My cheeks burn so uncomfortably hot that I’m grateful for the ugly weather. It’s refreshing in a brutal sort of way, almost enough to distract me from why I’m here.

But moments like this aren’t easily washed away, and they tend to return at a later date, like mold on a damp wall. Inside me, the walls are drenched and dirty, the perfect condition for rot and decay.

I feel the momentary urge to throw myself into the grave with Dimitri as they’re piling on the last of the dirt, but something catches my eye in the thickness of the rain. A glint of red on the hand of a man standing by the edge of the cemetery.

I thought I knew everyone that Dimitri was friends with. The baker down the road who makes bread like they do in Russia. He’s here with his wife, crying just as hard as everyone else. And then there’s the blind barber who can shave with a straight razor better than any man who can see.

But there’s another group of men, standing at a distance in the storm without umbrellas. They’re all quite large, obvious even in the nearly opaque wall of rain, cloaked in thick wool coats and hats down low over their eyes.

At this distance, I can’t make out much detail, but I catch a glint of red every time the man in the center moves his hand. A ring, just like the one Dimitri wears. He never told me what it meant, despite my curiosity, but it was deeply important to him. It never left his pinky.

It could be a coincidence, but there was enough mystery surrounding Dimitri’s life that I doubt it is. Even though he knew he was dying, he’d never tell me much about his past. Everything was a big secret, including why he and his brother – my father – never spoke.

Now that he’s gone, I feel compelled to find out more about his past, even if he wouldn’t want me to know.

Maybe he thought I would judge him.

Not a chance. I know it’s terrible, but he could’ve committed the worst of sins, and I would’ve still cherished him. He taught me what unconditional love was, and the key part of that is the unconditional part.

The wind blows hard from beside me, pushing me a step toward the huddled mass of men in the distance. My umbrella bends in their direction, pointing the way to possible answers to the swirling clump of questions in my head.

So much unanswered. So much left to uncover.

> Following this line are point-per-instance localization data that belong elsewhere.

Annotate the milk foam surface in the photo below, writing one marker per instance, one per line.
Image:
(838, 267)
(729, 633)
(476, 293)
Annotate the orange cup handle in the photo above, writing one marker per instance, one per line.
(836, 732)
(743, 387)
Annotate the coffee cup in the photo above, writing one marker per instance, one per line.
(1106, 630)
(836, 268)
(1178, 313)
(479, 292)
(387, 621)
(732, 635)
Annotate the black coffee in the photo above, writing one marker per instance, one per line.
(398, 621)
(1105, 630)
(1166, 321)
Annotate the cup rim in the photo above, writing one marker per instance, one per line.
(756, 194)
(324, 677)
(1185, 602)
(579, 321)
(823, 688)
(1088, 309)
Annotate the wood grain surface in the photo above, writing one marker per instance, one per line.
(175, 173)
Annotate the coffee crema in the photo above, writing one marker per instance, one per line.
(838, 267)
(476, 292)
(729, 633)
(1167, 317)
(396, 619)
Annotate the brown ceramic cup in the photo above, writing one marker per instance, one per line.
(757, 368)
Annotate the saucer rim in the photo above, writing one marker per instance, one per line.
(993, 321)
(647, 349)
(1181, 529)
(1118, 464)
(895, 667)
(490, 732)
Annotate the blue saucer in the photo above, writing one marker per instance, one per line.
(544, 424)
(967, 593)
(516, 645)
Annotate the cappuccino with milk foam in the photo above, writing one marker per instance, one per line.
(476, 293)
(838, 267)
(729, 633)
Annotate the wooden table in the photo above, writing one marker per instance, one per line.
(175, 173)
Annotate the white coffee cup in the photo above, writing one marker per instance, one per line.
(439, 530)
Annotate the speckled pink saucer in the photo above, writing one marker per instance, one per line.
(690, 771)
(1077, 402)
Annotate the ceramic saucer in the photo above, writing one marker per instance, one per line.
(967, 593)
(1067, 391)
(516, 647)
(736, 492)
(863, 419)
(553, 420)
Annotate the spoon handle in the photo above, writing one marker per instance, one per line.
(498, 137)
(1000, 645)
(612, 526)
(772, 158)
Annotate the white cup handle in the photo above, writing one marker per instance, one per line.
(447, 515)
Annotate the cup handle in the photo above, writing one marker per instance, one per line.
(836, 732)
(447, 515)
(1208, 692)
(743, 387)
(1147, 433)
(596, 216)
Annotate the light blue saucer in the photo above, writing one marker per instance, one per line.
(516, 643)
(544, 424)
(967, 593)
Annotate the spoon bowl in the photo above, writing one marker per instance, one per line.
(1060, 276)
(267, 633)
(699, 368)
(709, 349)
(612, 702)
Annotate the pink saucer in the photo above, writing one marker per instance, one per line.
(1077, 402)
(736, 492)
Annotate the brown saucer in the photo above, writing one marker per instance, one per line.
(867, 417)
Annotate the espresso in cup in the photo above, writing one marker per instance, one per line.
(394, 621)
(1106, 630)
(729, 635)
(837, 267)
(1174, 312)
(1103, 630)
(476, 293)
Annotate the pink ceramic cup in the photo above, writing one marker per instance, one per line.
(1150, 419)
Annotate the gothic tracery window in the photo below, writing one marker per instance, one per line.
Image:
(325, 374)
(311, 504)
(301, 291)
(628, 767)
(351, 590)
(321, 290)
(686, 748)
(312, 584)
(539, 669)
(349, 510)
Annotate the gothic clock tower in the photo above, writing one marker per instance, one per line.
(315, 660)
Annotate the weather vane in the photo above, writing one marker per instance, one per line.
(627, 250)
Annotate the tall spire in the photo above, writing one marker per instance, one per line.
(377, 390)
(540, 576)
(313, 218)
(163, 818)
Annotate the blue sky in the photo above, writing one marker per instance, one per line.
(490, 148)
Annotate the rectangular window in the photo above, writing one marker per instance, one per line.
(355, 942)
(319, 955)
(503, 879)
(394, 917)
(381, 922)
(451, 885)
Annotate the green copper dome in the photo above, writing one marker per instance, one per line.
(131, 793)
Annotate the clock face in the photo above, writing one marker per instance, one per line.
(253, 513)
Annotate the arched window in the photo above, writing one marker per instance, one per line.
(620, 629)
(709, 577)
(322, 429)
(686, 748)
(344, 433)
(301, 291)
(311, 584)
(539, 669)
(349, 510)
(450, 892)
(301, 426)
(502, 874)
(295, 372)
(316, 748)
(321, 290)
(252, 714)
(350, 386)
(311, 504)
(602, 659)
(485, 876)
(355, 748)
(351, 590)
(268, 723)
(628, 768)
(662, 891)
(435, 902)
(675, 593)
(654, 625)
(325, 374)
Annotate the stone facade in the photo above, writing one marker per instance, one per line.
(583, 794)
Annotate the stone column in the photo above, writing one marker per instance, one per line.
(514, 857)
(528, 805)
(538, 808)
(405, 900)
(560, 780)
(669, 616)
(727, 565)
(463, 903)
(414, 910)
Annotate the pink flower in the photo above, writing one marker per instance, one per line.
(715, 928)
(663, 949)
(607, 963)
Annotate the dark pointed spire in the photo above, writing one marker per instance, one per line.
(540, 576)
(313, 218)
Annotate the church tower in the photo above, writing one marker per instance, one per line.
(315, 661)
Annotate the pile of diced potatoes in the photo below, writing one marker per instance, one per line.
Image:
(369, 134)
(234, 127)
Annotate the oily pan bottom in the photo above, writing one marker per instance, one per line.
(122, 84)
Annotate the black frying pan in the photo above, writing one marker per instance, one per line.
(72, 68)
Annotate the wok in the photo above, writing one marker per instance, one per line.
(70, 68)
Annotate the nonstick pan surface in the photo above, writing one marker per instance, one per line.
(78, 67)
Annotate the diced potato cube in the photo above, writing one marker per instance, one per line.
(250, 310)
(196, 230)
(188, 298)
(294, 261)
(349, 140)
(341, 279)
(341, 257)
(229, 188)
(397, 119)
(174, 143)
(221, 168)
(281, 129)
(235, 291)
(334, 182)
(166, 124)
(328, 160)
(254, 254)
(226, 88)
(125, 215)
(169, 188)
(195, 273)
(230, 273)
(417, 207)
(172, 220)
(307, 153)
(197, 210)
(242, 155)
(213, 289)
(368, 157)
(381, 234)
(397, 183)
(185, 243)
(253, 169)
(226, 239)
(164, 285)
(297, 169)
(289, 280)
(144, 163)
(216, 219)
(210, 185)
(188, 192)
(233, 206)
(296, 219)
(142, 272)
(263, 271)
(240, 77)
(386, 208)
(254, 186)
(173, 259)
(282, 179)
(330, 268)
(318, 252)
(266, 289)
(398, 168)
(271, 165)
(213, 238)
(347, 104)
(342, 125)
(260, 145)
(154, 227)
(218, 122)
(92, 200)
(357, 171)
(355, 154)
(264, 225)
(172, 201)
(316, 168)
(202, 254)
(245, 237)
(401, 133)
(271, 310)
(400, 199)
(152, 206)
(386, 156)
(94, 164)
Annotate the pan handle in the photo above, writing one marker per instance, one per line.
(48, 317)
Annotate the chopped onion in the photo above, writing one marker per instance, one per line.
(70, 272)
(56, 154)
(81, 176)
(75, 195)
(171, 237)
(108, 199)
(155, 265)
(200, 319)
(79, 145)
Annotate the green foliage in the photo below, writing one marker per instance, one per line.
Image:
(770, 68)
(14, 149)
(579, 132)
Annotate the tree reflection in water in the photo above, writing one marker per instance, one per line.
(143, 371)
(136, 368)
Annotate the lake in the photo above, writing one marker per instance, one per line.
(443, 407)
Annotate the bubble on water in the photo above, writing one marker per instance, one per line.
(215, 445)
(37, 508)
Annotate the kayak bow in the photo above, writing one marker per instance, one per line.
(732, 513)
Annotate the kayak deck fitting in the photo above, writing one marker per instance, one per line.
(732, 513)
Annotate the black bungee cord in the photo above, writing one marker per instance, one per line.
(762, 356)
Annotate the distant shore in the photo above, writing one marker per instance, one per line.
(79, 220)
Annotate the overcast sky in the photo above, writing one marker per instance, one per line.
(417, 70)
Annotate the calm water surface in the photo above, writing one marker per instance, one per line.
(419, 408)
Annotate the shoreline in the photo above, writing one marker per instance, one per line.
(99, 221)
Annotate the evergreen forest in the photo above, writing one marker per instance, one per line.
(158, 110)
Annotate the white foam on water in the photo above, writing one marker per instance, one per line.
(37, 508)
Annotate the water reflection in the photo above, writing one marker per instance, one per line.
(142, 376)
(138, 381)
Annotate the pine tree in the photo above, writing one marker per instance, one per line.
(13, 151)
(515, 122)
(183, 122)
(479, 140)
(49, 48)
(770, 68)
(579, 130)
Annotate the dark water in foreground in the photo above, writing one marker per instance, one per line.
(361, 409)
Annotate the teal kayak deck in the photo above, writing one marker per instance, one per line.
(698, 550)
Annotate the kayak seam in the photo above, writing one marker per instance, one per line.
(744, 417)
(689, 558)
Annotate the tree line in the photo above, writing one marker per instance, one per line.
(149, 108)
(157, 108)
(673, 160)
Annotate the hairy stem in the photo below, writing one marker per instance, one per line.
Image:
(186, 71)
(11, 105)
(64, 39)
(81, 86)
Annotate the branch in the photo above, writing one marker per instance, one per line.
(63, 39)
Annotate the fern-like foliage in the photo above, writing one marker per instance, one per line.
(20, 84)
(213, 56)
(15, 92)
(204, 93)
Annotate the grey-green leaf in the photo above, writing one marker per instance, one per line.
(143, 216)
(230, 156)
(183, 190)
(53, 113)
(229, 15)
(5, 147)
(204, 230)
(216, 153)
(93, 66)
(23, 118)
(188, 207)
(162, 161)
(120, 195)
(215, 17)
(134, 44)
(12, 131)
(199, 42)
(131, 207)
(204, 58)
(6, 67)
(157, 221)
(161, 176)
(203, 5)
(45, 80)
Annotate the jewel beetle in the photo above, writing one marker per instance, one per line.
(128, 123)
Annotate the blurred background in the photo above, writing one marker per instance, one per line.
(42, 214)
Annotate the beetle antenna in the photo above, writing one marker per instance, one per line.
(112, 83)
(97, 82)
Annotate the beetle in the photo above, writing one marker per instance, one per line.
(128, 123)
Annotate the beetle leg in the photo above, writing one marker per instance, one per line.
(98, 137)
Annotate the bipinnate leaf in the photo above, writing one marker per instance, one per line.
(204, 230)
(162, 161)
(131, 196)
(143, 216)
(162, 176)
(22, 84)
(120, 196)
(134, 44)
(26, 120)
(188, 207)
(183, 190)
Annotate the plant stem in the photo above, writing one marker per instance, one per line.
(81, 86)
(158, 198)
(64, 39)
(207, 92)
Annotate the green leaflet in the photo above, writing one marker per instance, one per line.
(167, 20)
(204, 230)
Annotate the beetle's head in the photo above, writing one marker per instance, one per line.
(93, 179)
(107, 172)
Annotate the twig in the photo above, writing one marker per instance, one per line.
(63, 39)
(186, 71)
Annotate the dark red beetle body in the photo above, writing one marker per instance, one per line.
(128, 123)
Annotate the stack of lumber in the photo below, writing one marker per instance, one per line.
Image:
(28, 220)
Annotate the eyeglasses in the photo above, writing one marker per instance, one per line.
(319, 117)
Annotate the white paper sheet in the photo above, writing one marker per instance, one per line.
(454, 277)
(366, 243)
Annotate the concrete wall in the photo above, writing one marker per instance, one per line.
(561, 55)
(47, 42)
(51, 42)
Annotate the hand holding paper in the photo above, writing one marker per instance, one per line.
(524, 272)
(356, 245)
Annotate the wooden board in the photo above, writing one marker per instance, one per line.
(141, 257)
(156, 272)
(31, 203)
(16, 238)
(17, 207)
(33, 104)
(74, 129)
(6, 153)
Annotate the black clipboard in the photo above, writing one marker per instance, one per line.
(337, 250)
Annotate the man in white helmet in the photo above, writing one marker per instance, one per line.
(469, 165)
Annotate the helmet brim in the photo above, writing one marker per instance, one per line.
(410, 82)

Perhaps I should be laying this all to rest. Attempting to dig it all up won’t bring Dimitri back, after all, but I know that I won’t be satisfied until I know the truth about him. Something tells me the man with the red ring on his finger has the answers.

I take a hesitant step toward the group, realizing that I’ll have to leave Dimitri’s fresh grave to talk to them. They might not even be here for his funeral, but then why would they be standing in the rain?

Doubt creeps in like the wet wind as I look back at the grave, but I remind myself that it’s not going anywhere. The mysterious men, however, could disappear at any moment, taking the possibility of ever learning the truth with them.